Le même jour, Amadou Bah aussi a fait sa déposition. C’est une nouvelle victime.

Amadou Bah est un marchand. Il est né en 1972 à Lélouma. Lui a porté plainte pour coups et blessures. Selon le quinquagénaire, il est parti de chez lui à Dixinn mosquée pour le stade, dans la matinée du 28 septembre 2009 en vue de participer au meeting des Forces vives de la Nation.
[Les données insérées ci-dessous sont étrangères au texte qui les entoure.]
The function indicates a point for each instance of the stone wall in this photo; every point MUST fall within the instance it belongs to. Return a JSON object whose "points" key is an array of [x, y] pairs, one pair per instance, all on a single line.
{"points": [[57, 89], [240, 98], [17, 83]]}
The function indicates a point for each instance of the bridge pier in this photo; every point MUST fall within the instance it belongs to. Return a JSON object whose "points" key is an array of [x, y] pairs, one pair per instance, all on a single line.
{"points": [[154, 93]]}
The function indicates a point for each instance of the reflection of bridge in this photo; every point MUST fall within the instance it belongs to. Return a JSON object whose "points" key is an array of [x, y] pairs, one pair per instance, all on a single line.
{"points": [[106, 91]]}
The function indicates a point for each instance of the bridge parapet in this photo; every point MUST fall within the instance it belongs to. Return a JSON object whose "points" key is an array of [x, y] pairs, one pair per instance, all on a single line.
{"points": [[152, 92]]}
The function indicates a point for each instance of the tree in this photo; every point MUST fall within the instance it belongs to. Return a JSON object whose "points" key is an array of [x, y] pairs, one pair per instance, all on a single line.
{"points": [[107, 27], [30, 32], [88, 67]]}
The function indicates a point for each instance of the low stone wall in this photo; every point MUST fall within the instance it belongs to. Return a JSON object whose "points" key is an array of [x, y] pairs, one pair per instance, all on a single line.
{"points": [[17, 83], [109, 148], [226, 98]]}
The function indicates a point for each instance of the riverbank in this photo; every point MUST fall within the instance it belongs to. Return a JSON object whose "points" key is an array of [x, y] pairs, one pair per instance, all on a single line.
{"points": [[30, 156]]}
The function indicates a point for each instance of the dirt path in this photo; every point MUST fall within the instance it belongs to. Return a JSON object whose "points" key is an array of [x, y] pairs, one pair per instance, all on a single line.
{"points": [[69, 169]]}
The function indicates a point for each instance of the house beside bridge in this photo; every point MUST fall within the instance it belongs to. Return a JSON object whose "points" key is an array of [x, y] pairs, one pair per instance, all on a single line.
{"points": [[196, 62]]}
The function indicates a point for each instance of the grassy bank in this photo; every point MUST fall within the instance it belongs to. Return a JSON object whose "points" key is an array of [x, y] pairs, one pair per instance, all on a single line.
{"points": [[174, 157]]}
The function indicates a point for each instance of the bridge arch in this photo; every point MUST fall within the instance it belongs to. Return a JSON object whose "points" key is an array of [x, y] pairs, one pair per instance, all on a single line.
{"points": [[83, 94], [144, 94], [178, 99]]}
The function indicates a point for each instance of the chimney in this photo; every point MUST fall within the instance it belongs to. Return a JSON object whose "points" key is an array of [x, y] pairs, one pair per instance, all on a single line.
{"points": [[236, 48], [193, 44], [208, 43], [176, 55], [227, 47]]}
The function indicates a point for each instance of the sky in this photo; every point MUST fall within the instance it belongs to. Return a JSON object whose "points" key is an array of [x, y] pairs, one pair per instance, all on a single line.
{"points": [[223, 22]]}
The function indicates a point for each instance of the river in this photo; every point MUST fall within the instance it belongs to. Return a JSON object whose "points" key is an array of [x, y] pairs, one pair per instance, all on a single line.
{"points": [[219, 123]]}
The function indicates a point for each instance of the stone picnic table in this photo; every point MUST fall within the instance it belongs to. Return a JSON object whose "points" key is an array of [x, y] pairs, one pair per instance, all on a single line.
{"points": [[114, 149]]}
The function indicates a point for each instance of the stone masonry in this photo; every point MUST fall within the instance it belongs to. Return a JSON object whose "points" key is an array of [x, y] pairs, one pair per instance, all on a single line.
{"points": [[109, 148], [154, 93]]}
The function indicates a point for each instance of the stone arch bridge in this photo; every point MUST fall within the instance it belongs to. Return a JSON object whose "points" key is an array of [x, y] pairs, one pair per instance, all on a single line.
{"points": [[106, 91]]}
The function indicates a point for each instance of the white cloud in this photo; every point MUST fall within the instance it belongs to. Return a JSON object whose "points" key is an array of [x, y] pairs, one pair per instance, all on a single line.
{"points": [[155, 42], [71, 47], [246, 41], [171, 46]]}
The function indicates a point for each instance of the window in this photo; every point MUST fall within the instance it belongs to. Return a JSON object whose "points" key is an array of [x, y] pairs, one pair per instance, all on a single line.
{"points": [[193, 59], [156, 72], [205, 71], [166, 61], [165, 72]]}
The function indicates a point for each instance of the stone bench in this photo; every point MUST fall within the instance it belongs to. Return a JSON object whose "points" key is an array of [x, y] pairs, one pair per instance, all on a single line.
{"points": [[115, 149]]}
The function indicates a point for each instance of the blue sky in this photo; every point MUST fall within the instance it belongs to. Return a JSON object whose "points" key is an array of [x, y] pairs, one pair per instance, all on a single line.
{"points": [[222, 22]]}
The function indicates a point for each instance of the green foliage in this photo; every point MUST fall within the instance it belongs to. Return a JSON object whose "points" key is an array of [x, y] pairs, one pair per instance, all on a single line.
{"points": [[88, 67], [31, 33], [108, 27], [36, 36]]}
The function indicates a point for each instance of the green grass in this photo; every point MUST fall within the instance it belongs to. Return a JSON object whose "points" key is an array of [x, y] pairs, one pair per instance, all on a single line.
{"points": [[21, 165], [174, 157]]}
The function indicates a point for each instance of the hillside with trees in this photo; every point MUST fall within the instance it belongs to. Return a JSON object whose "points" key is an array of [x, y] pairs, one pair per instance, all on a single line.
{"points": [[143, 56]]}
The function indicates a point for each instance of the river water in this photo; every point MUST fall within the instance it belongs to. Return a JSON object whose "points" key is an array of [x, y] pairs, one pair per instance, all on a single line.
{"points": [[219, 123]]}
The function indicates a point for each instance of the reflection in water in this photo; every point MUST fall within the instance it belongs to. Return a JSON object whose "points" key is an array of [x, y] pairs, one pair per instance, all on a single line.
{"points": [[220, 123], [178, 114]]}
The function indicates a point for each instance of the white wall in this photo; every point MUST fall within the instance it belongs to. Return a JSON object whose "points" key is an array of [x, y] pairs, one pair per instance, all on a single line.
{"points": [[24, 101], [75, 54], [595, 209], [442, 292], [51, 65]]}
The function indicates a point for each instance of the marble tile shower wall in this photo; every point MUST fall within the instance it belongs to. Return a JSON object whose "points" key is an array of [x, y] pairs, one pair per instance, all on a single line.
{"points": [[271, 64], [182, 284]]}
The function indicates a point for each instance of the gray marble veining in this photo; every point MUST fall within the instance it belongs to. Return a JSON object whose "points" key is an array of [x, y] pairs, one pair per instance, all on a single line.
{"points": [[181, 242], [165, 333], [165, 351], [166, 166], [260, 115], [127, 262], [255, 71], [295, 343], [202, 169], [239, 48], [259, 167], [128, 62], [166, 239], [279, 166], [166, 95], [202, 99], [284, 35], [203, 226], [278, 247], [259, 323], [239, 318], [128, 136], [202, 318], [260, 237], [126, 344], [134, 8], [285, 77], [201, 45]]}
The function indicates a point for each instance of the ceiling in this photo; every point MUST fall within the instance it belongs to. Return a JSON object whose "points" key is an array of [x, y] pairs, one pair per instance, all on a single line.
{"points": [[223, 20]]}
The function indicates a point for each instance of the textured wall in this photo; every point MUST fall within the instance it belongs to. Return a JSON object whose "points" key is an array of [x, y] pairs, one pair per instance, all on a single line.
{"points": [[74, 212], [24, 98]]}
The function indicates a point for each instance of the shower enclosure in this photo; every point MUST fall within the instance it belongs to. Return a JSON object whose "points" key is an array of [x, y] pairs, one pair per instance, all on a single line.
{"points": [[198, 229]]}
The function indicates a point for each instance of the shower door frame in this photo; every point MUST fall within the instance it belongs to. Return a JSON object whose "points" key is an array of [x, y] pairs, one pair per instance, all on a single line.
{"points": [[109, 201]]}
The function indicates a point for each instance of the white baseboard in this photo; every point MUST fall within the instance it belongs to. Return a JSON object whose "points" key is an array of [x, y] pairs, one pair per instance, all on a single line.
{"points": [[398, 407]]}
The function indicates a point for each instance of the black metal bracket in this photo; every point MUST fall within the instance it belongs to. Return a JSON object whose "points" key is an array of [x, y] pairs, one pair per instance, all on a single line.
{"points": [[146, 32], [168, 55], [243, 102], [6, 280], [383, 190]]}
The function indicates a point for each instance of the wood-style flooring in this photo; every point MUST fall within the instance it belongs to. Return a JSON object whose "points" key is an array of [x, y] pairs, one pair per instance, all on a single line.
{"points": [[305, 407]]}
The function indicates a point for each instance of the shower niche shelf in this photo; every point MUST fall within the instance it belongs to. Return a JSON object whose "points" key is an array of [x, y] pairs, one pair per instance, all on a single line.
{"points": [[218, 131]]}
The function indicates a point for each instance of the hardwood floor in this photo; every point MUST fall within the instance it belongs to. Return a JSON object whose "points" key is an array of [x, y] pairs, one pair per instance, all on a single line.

Pour un début, il rebrousse chemin pour avoir trouvé les portes du stade fermées. Il est rappelé par ses amis pour lui dire que les portes sont désormais ouvertes. Il revient et entre dans l’enceinte du stade, a-t-il expliqué. Il trouve alors la tribune pleine et prend place au niveau de la zone appelée Sahara. Quelque temps après, a affirmé le plaignant, les tirs commencent. En dépit de tous les efforts qu’il dit avoir déployés, il n’a pas pu se frayer un chemin. Des agents ont fini par tirer sur lui au niveau du pied, a révélé Amadou Bah. Il accuse principalement les éléments du colonel Moussa Tiegboro Camara. Après avoir reçu une balle, il est secouru par la Croix rouge avant d’être hospitalisé à Donka. Il dit avoir trouvé d’autres personnes dans cet établissement hospitalier. Le jour où il y est arrivé, trois de ses compagnons d’infortune ont trouvé la mort devant lui, a témoigné le militant de l’UFDG. À l’hôpital Donka, il dit avoir passé trois mois sans recouvrer sa santé. Selon lui, il continue de traîner les séquelles de ses blessures et tient les autorités d’alors pour responsables de sa mésaventure. Amadou Bah aussi demande justice. C’est sa déposition qui a clôturé les trois journées d’audience de cette semaine. La suite du procès est renvoyée au 24 juillet prochain.